Matsui Shigeyuki, Ito Masaaki, Nishiyama Hiroyuki, Uno Hajime, Kotani Hirokazu, Watanabe Jun, Guilford Parry, Reeve Anthony, Fukushima Masanori, Ogawa Osamu
Department of Pharmacoepidemiology, Graduate School of Public Health, Kyoto University, Kyotom, Japan.
Bioinformatics. 2007 Mar 15;23(6):732-8. doi: 10.1093/bioinformatics/btl663. Epub 2007 Jan 18.
The development of gene expression microarray technology has allowed the identification of differentially expressed genes between different clinical phenotypic classes of cancer from a large pool of candidate genes. Although many class comparisons concerned only a single phenotype, simultaneous assessment of the relationship between gene expression and multiple phenotypes would be warranted to better understand the underlying biological structure.
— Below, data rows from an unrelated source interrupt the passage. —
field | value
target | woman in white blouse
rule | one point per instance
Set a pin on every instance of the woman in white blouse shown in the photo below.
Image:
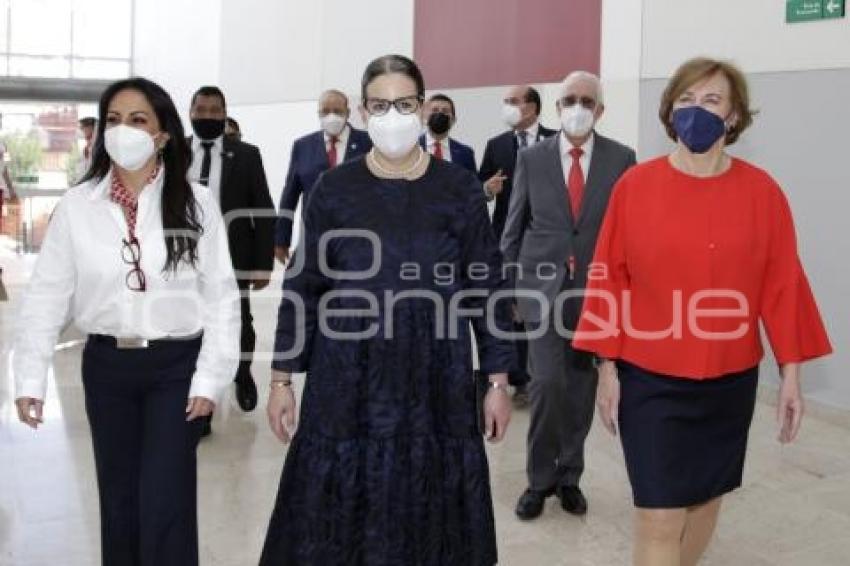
(138, 259)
We develop a method to select genes related to multiple clinical phenotypes based on a set of multivariate linear regression models. For each gene, we perform model selection based on the doubly-adjusted R-square statistic and use the maximum of this statistic for gene selection. The method can substantially improve the power in gene selection, compared with a conventional method that uses a single model exclusively for gene selection. Application to a bladder cancer study to correlate pre-treatment gene expressions with pathological stage and grade is given. The methods would be useful for screening for genes related to multiple clinical phenotypes.
SAS and MATLAB codes are available from author upon request.
基因表达微阵列技术的发展使得从大量候选基因中识别出不同临床表型类别的癌症之间差异表达的基因成为可能。尽管许多类别比较仅涉及单一表型,但为了更好地理解潜在的生物学结构,有必要同时评估基因表达与多种表型之间的关系。
我们基于一组多元线性回归模型开发了一种选择与多种临床表型相关基因的方法。对于每个基因,我们基于双调整R平方统计量进行模型选择,并使用该统计量的最大值进行基因选择。与仅使用单一模型进行基因选择的传统方法相比,该方法可以显著提高基因选择的功效。给出了其在膀胱癌研究中的应用,用于将治疗前基因表达与病理分期和分级相关联。这些方法将有助于筛选与多种临床表型相关的基因。
可根据作者要求提供SAS和MATLAB代码。